Aux Herbiers en Vendée, la nouvelle usine du groupe Briand, spécialisé dans la construction métallique, utilise des poutres provenant des ex-halles d'Alstom de Nantes. À Épinal dans les Vosges, l'auvent d'un centre de tri des déchets réutilise la charpente d'un manège de chevaux de Gennevilliers (Hauts-de-Seine).

"Cela parait être du bon sens, mais il n'y a que 1% de réemploi de matériaux toutes filières confondues", relève Amor Ben Larbi.

Jusqu'à présent, le marché est surtout tiré par les donneurs d'ordre qui veulent faire baisser leur empreinte carbone: par exemple "la SNCF est très demandeuse d'aciers de réemploi pour ses constructions neuves", illustre-t-il.

Une plateforme d'échange de matériaux

Le site Opalis.eu, créé par l'association belge de promotion du réemploi Rotor, recense les entreprises spécialisées dans le réemploi de matériaux dans toute l'Europe.

Sous la pression notamment de la loi Agec sur l'économie circulaire de février 2020, la filière métallique s'est lancée dans un vaste chantier pour définir de nouvelles normes pour les produits réemployés, et garantir leur assurabilité.

En janvier, elle a lancé sa propre plateforme d'échange de matériaux baptisée Métal Réemploi à destination de potentiels bâtisseurs de hangars. On y trouve une charpente de 1.500 mètres carrés en Occitanie pour 30.000 euros, ou un escalier industriel en colimaçons pour 13.000 euros. Les inscriptions sont gratuites pour l'instant.

Le CTICM propose aussi une camionnette équipée qui va se déplacer dans tout le pays pour aider les entreprises désireuses de démolir un bâtiment à diagnostiquer leurs matériaux réutilisables.

"Nous visons 10 à 15% de la ferraille démontée", fait valoir Amor Ben Larbi. Le reste est destiné à produire de l'acier recyclé.

"Une fois estimée la part d'une structure métallique pouvant être réemployée, il faut repérer chaque poutre, l'étiqueter puis établir une fiche d'attestation de performance par produit", explique-t-il.

"Massifier le réemploi, pour faire baisser les prix"

"Aucun bâtiment neuf ne sera bâti avec 100% de réemploi, ce que nous voulons c'est permettre d'utiliser un pourcentage d'acier réemployé avec toutes les garanties de sécurité qui s'imposent", souligne Karine Leempoels de la société de construction métallique Viry, filiale du constructeur Fayat.

"Il faut être sûr que le produit a les mêmes qualités que le neuf en termes de solidité, durabilité, résistance."

Problème, le coût d'une démolition soignée, permettant la réutilisation, renchérit les prix du métal. Pour l'instant, le métal de démolition est encore "plus cher" que du neuf, admet Amor Ben Larbi.

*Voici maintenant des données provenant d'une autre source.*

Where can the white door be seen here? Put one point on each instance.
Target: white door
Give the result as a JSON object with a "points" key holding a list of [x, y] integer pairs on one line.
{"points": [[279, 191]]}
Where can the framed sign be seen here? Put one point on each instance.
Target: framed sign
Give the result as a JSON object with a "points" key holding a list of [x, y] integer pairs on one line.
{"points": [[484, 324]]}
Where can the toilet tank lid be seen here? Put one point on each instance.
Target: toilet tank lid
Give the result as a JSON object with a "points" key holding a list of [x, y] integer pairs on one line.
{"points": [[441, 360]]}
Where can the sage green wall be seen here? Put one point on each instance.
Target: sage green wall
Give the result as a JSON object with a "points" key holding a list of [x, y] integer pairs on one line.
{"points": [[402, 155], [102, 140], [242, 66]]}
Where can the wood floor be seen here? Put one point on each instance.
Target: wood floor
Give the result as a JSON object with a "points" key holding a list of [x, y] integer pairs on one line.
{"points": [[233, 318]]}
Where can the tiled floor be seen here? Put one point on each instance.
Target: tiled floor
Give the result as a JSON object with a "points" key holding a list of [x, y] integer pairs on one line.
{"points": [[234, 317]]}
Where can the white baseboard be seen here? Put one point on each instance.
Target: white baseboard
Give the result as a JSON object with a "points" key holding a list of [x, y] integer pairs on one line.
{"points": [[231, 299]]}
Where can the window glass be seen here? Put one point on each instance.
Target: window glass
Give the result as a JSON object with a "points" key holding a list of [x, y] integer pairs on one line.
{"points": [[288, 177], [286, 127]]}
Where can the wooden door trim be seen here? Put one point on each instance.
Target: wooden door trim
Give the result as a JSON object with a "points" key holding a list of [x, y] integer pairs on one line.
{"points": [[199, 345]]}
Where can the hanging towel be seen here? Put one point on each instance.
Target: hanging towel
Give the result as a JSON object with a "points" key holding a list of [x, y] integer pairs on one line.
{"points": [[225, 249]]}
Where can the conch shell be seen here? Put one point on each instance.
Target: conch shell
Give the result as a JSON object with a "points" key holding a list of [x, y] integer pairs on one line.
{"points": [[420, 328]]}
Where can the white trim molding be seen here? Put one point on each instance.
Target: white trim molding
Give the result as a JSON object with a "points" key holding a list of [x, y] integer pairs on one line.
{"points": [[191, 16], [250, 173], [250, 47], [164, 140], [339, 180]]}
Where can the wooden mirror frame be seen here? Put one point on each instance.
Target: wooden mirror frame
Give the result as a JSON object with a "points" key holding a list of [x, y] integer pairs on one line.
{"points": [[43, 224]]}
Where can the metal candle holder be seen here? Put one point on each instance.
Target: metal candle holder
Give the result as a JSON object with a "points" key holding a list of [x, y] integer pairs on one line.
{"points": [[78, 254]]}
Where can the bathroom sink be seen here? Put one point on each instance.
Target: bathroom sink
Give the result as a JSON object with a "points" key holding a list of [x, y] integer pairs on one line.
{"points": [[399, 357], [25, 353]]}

"L'idée c'est de massifier le réemploi, pour faire baisser les prix, mais pour être rentable il faut qu'il reste local", relève-t-il.

Pour lutter contre le risque de trafic, des fiches de traçabilité sont prévues avec noms et numéro Siret des entreprises qui les ont fabriquées, démontées, transportées, requalifiées et vendues. Des critères techniques d'élasticité ou résistance de l'acier y figurent également.

Et, qui sait, si les stades provisoires des Jeux olympiques construits en plein Paris ne trouvent pas d'autres destinations, peut-être les retrouvera-t-on sur Métalréemploi? s'amuse Nicolas Pouvreau, délégué-général de la Maison de la Construction Métallique (MCM).